Un film Marvel sympathique avec des scènes d'action réussies et impressionnantes. Le bon casting arrive à tenir un scénario et une narration un peu bancal.Un bon divertissement.
Deuxième épisode de la phase 1 de Marvel, Hulk fait table rase des précédents films le concernant pour se concentrer sur la survie du monstre et la traque du génie. La première partie dans les favelas brésilien est parfois impressionnante, cette vision des quartiers populaires sud américains est trop rare au cinéma, la course poursuite dans ses rues n'en est alors que plus saisissante. Pour le reste du film, rien de transcendant, on sent que Marvel se cherche encore un style, il manque le fun et l'humour des prochains opus. Côté images, le monstre ne montre aucune émotion, les images de synthèse de l'homme vert sont assez banales, ainsi on préfère largement voir Edward Norton que son alter ego, un comble pour un film dédié à Hulk...Bref, Hulk vient d avoir droit à son film, cela sera probablement le dernier pour lui, place maintenant à Captain America et Thor et le projet pharaonique de Marvel et ses Avengers sera bien lancé.
Un film qui nous raconte les aventures de Hulk cette fois-ci. Un scénario pas trop mal, des bons effets spéciaux. Contrairement à d'autres film de super héros, il n'y a ici aucun prologue sur la vie de Bruce Banner.

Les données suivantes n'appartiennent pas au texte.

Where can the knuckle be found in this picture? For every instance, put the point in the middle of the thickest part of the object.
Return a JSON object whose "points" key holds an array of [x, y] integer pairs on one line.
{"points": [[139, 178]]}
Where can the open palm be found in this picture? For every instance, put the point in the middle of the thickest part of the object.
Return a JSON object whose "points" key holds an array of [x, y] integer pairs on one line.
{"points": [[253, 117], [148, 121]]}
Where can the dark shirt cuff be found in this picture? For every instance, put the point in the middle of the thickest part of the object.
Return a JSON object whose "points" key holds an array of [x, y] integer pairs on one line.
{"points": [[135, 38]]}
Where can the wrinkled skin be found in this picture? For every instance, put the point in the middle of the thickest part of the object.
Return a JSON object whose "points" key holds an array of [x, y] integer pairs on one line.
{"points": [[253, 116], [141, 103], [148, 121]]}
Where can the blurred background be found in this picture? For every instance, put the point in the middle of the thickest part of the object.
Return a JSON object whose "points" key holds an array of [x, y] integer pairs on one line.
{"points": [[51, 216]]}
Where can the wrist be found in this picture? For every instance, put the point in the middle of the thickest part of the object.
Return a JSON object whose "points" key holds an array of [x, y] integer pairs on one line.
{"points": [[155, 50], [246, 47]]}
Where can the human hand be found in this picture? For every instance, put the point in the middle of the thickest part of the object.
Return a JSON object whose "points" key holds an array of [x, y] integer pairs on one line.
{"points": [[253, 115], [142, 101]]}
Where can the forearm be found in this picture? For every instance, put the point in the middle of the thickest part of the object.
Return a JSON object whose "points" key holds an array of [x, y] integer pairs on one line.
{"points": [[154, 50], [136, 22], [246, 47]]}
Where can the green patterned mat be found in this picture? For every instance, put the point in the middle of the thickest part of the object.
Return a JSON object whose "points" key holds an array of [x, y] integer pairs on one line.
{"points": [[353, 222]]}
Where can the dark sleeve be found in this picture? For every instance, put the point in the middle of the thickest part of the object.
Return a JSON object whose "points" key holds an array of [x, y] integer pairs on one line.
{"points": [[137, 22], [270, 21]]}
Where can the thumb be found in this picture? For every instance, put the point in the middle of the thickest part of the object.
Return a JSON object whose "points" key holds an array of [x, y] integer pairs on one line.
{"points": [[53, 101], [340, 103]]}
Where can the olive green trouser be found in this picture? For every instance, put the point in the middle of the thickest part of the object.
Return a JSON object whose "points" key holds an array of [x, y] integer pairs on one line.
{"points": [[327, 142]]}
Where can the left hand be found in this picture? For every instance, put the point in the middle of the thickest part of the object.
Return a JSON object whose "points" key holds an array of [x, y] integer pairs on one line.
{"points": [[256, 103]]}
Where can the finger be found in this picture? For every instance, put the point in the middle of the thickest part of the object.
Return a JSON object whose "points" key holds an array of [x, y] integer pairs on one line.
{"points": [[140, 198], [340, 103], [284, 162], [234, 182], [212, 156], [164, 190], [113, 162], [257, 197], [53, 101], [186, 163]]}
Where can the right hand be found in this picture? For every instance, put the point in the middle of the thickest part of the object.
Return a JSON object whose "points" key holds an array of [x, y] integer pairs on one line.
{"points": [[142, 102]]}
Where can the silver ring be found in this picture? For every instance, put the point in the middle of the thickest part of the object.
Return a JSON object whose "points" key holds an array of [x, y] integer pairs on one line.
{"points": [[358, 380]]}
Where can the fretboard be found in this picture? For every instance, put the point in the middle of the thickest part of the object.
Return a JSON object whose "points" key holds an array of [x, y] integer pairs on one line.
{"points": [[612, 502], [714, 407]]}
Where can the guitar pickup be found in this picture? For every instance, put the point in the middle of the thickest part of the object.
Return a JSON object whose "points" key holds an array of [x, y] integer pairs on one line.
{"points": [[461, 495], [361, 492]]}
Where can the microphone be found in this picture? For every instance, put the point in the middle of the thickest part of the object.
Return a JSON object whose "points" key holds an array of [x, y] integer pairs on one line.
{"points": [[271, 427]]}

On en prend plein les mirettes via de super scènes d'action mais ce n'est pas original pour un sou et c'est extrêmement léger niveau scénario. C'est toujours la même musique : le gentil contre le méchant qui sauve le monde d'une destruction massive certaine. Les acteurs font le taf. L'ennui est finalement repoussé par les scènes d'action qui se révèlent réussies, divertissantes et spectaculaires.
L'Incroyable Hulk, réalisé par un Français habitué à l'action non-stop, est un bon divertissement, présentant des bastons dantesques au coeur de New York ou des courses poursuites haletantes dans les favelas brésiliennes. En fait, le véritable regret, c'est de ne pas avoir à faire à un prologue de l'histoire de Bruce Banner, ce que Marvel a fait avec tous les autres personnages ou presque. Niveau scénario, c'est donc plutôt pauvre. Mais le monstre vert a d'autres atouts, et Louis Leterrier a tout de même su en tirer parti!